Stand: 22.09.2017 16:56 Uhr

Illegale Autorennen: Härtere Strafen sinnvoll

Immer wieder haben in den vergangenen Jahren Unfälle mit Todesopfern und Schwerverletzten bei illegalen Autorennen für Entsetzen gesorgt. Zuletzt wurde im nordrhein-westfälischen Mönchengladbach ein 38-jähriger Fußgänger überfahren und tödlich verletzt. Die Politik will nun mit härteren Strafen illegale Autorennen verhindern. Der Bundesrat hat grünes Licht für eines Gesetzesverschärfung gegeben, die künftig Strafen bis zu zehn Jahren Haft vorsieht. Bisher konnten illegale Autorennen von den Behörden lediglich mit Bußgeldern und Fahrverboten bestraft werden.

Ein Kommentar von Claudia Venohr aus der NDR Info-Rechtsredaktion

Bild vergrößern
Claudia Venohr aus der Rechtsredaktion von NDR Info befürwortet härtere Strafen für illegale Autorennen.

Na, endlich! Es war höchste Zeit, dass der Staat Flagge zeigt im Kampf gegen die kriminelle Raserei. Rechtzeitig vor der Bundestagswahl wurde nun die Reißleine gezogen. Aber, auch das sei festgehalten, nicht der Bundesregierung, sondern den Ländern im Bundesrat ist diese Gesetzesinitiative zu verdanken. Denn in Köln, Berlin, Frankfurt oder Hamburg schrillten bei den Sonderkommissionen der Polizeikommissariate zur Bekämpfung illegaler Autorennen schon längst die Alarmglocken. Und vor allem die Bürger haben ein Recht darauf, vor solchen, mitunter tödlichen Angriffen im Straßenverkehr geschützt zu werden.

Härtere Strafen dringend erforderlich

Ob härtere Strafen und scharfe Gesetze eine abschreckende Wirkung erzielen, wird immer wieder bezweifelt. Häufig auch zu Recht.

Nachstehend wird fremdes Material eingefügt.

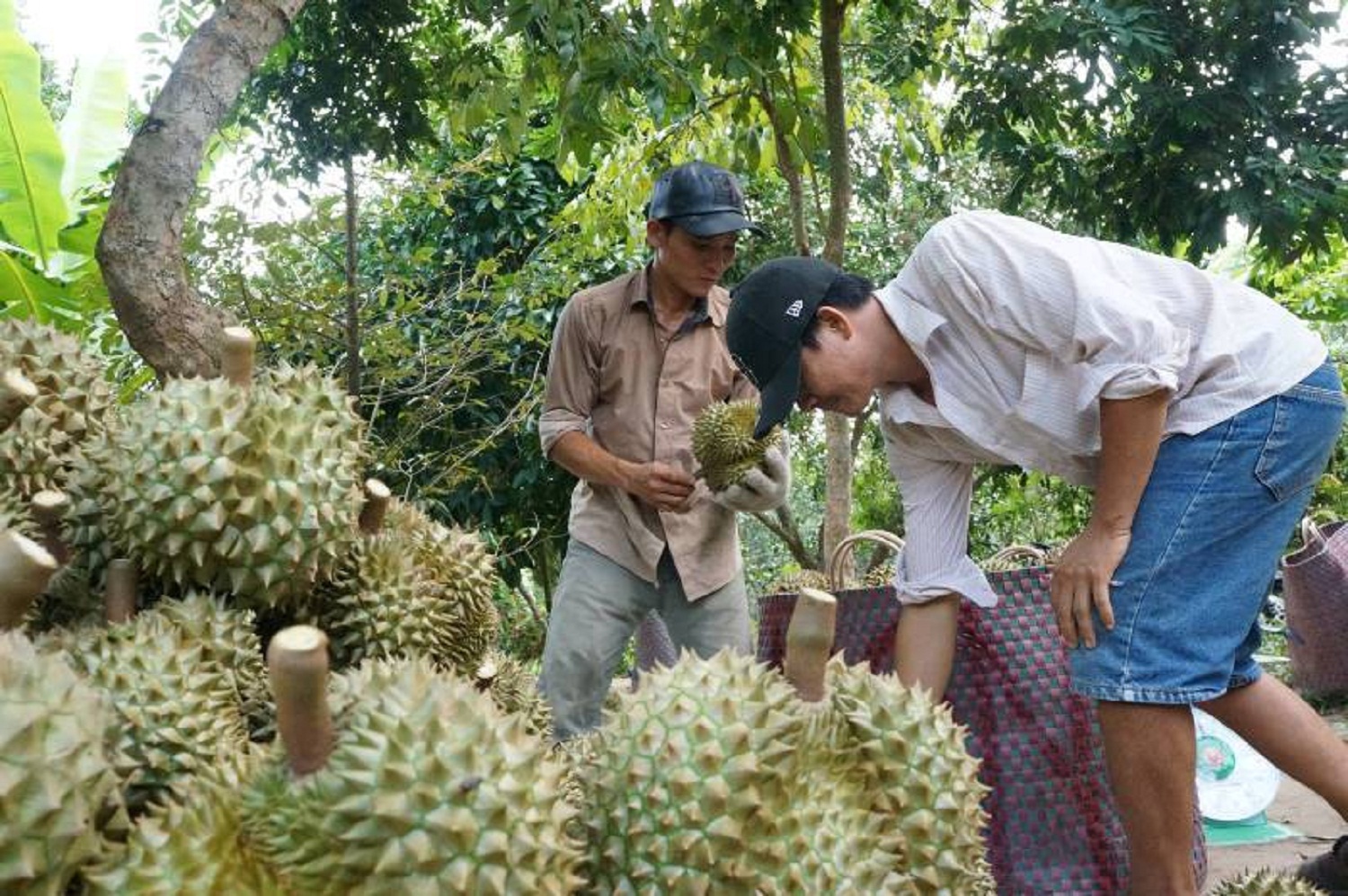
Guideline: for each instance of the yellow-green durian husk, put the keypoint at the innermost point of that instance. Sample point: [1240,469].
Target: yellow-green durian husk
[906,758]
[429,790]
[380,605]
[177,706]
[1266,883]
[229,637]
[463,572]
[724,445]
[514,688]
[37,448]
[191,845]
[693,780]
[251,491]
[59,798]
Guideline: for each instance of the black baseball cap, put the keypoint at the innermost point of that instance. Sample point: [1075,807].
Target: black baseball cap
[768,313]
[703,199]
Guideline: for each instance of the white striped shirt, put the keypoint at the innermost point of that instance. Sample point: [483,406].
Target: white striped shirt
[1024,331]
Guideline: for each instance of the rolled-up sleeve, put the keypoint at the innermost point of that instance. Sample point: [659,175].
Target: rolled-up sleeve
[572,379]
[936,521]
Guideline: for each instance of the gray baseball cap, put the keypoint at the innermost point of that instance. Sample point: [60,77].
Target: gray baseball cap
[703,199]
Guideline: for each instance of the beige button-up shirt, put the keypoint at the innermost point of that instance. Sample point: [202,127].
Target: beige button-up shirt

In diesen Fällen sind drastischere Sanktionen jedoch sinnvoll und dringend erforderlich. Warum? Weil diese Testosteron-gesteuerten Beschleunigungsraser bisher meist viel zu billig davon kamen. Im Regelfall, wenn nur aus Zufall nichts Schlimmeres passierte, war es eine Ordnungswidrigkeit, mit 200 Sachen statt der erlaubten 50 durch die Städte zu kacheln. Geahndet mit einem Bußgeld, einem kurzen Fahrverbot, zwei Punkten in Flensburg. Das war's. Verursachten die Kamikaze-Fahrer sogar den Tod eines Menschen, wurden meist nur Bewährungsstrafen wegen fahrlässiger Tötung verhängt.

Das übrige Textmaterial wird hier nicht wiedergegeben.